NIF returns incorrect results, reuses binaries?

munksgaard · June 21, 2023, 11:50am

I’m currently in the very early stages of implementing futlixir, a bridge that enables Elixir to call out to Futhark programs. It works by taking a Futhark library and generating a corresponding NIF, similar to how Rustler lets you use Rust programs.

Futlixir is still in a very early stage, but I can currently create arrays and call simple functions with those arrays. Here is an example of what the Elixir code looks like:

c("lib_map.ex") # Import Map.NIF
{:ok, cfg} = Map.NIF.futhark_context_config_new()
{:ok, ctx} = Map.NIF.futhark_context_new(cfg)

xs_binary = <<0, 1>>
{:ok, xs} = Map.NIF.futhark_new_u8_1d(ctx, xs_binary)
{:ok, ^xs_binary} = Map.NIF.futhark_u8_1d_to_binary(ctx, xs)
{:ok, ys} = Map.NIF.futhark_new_u8_1d(ctx, <<1, 4>>)
{:ok, zs} = Map.NIF.futhark_entry_add(ctx, xs, ys)
{:ok, <<1, 5>> = zs_binary} = Map.NIF.futhark_u8_1d_to_binary(ctx, zs)

xs_binary = <<1::integer-signed-64-little>>
{:ok, xs} = Map.NIF.futhark_new_i64_1d(ctx, xs_binary)
{:ok, ^xs_binary} = Map.NIF.futhark_i64_1d_to_binary(ctx, xs)
{:ok, ys} = Map.NIF.futhark_new_i64_1d(ctx, <<1279::integer-signed-64-little>>)
{:ok, zs} = Map.NIF.futhark_entry_add_i64(ctx, xs, ys)
{:ok, <<1280::integer-signed-64-little>> = zs_binary} = Map.NIF.futhark_i64_1d_to_binary(ctx, zs)

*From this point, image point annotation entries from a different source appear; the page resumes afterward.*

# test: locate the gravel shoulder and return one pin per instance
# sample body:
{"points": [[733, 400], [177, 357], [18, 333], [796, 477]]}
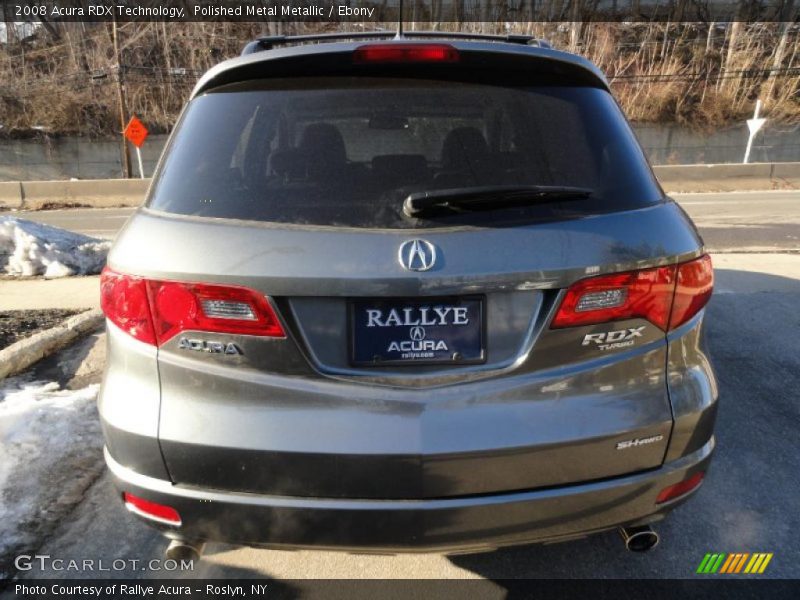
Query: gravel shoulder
{"points": [[16, 325]]}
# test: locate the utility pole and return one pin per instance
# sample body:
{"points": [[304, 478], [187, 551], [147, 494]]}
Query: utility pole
{"points": [[123, 105], [754, 125]]}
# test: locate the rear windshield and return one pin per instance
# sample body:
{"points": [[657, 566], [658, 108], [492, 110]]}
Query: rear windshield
{"points": [[348, 151]]}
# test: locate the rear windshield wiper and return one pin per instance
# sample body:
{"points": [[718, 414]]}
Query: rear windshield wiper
{"points": [[490, 197]]}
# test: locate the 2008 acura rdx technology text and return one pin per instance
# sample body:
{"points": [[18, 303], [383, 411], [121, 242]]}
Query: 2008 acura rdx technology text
{"points": [[410, 294]]}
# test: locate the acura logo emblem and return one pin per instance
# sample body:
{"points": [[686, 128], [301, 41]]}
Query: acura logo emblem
{"points": [[417, 333], [417, 255]]}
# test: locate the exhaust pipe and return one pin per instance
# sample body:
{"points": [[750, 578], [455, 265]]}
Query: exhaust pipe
{"points": [[179, 550], [639, 539]]}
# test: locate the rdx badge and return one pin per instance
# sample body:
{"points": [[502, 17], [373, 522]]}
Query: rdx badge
{"points": [[210, 347], [613, 339]]}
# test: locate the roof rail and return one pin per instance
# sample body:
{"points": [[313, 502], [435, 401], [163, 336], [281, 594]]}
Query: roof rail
{"points": [[270, 41]]}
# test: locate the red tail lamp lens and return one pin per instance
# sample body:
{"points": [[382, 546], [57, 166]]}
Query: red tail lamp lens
{"points": [[179, 306], [403, 53], [681, 488], [693, 290], [124, 301], [152, 510], [155, 311], [666, 296], [646, 294]]}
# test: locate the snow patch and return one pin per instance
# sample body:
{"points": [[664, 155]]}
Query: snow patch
{"points": [[28, 249], [50, 445]]}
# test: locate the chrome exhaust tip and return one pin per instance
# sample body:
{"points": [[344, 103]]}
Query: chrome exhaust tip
{"points": [[639, 539], [183, 550]]}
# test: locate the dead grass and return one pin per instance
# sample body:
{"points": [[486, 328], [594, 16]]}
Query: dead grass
{"points": [[699, 75]]}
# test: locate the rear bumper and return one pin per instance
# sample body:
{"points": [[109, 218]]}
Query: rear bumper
{"points": [[441, 525]]}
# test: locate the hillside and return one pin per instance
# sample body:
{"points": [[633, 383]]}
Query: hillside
{"points": [[64, 78]]}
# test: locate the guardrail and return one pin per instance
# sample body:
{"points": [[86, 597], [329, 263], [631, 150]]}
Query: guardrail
{"points": [[105, 193]]}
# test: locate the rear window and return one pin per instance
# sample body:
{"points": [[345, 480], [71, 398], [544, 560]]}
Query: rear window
{"points": [[348, 151]]}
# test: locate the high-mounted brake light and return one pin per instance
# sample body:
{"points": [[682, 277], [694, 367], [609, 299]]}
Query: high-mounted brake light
{"points": [[666, 296], [405, 53], [155, 311], [152, 510]]}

The program is very simple, first it creates two arrays of bytes (u8) and adds them together, yielding <<1,5>>, next it takes two arrays of i64 and adds them together, yielding <<1280::integer-signed-64-little>> (the array has size 1).

The problem arises because sometimes the call to Map.NIF.futhark_i64_1d_to_binary will return <<2, 0, 0, 0, 0, 0, 0, 0>>, or indeed whatever xs_binary is set to, instead of the correct result. For some reason, it seems like it’s not correctly allocating a new binary for zs_binary but reusing xs_binary? This only happens some times, and only if the preceding block of code is included as well (the one adding two u8 arrays).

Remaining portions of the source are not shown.